Смерть мастера Лоренцо Барди и другие рассказы - стр. 6
Но в то время я был еще слишком молод и неопытен и напичкан неверно усвоенными понятиями и незрелыми идеями, а мой бедный друг внушал мне такую жалость! ему едва исполнилось тридцать, но у него уже были седые волосы!
Вот такими были те двое, о которых я хочу вам рассказать. Оба русские, и он, и она – я, кажется, уже это говорил? Нет? С французами они почти не общались, да и наших соотечественников я не встречал у них ни разу. Порой у меня складывалось ощущение, что их намеренно избегают. Однажды мне кто-то сказал, что мой приятель выдал полиции одного русского студента и вообще был агентом российского правительства. Но я не слишком-то доверял историям подобного рода, которые рассказывают о многих из моих соотечественников, по тем или иным причинам живущих за границей; эти романтические сплетни почти все на одно лицо.
А сейчас я расскажу вам о том дне, когда я стал преступником. Ибо я совершил преступление. – И о зеленой китайской вазе с покрытыми красной чешуей драконами, на которую денно и нощно был устремлен призывный и нежный взгляд молодой парализованной женщины. – Пересказывая вам события того дня, в которых я, признаюсь, сыграл весьма неблаговидную роль, я делаю это без тени стыда и раскаяния, потому что все это уже далеко в прошлом, и сегодня я знаю, что вина лежит не на мне, а на том злополучном заблуждении, той нелепой и безрассудной мысли, будто сама судьба призвала меня положить конец страданиям больной и ее несчастного супруга недрогнущей рукой врача. Ибо именно в тот день это чувство охватило меня с такой силой, как никогда ранее, ибо молодая женщина провела очень тяжелую ночь, в течение которой ни один из нас троих не сомкнул глаз.
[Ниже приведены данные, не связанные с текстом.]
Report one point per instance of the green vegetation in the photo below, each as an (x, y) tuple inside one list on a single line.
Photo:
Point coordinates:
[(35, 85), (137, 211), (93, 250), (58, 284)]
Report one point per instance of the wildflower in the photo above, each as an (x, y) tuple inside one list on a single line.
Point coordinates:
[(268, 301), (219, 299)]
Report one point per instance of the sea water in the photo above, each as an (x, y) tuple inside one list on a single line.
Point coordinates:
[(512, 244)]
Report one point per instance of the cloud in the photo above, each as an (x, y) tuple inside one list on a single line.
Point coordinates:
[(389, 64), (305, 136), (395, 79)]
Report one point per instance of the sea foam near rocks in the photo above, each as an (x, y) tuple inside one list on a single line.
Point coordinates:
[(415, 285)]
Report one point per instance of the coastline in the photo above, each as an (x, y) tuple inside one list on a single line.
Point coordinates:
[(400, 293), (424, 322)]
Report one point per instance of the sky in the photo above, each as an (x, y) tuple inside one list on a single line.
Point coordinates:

Лишь под утро ей немного полегчало; ее смертельно усталый муж отправился на работу, а она осталась лежать в своем кресле-коляске. Я сидел напротив, но сегодня я уже не помню, что послужило ей поводом к рассказу о своей юности и годах, проведенных ею в Цюрихе. «Не хотите ли взглянуть на мою старую фотографию?» – спросила она, я с жаром подтвердил, что хочу, и после некоторого размышления она произнесла абсолютно спокойным и безразличным тоном: «Принесите мне ту зеленую вазу с камина.» Она проговорила эти слова с полнейшим спокойствием, но у меня внутри все загорелось, я ощутил дрожь в коленях и в ту же секунду понял, что это и был тот безуспешно разыскиваемый тайник, где она прятала оружие. Сделав над собой усилие, я встал, сходил за вазой и принялся выкладывать ее содержимое на стол. Я действовал, словно во сне. Сверху лежали письмо и две ленты – розовая и светло-зеленая; под ними веер, увядший букет и, наконец, фотографии. На двух из них была изображена она сама, еще на одной – молодой человек с умным взглядом и приятными чертами лица; «Это мой друг Саша», – сказала она, и я понял без слов, что его уже нет в живых. Там же лежала фотография ее мужа, которая уже была мне знакома: на ней он был снят в кругу своих товарищей по учебе; среди них я нашел и себя, с длинным студенческим чубуком в зубах, придававшим мне несколько комичный вид. И уже в самом низу лежал футляр с пистолетом.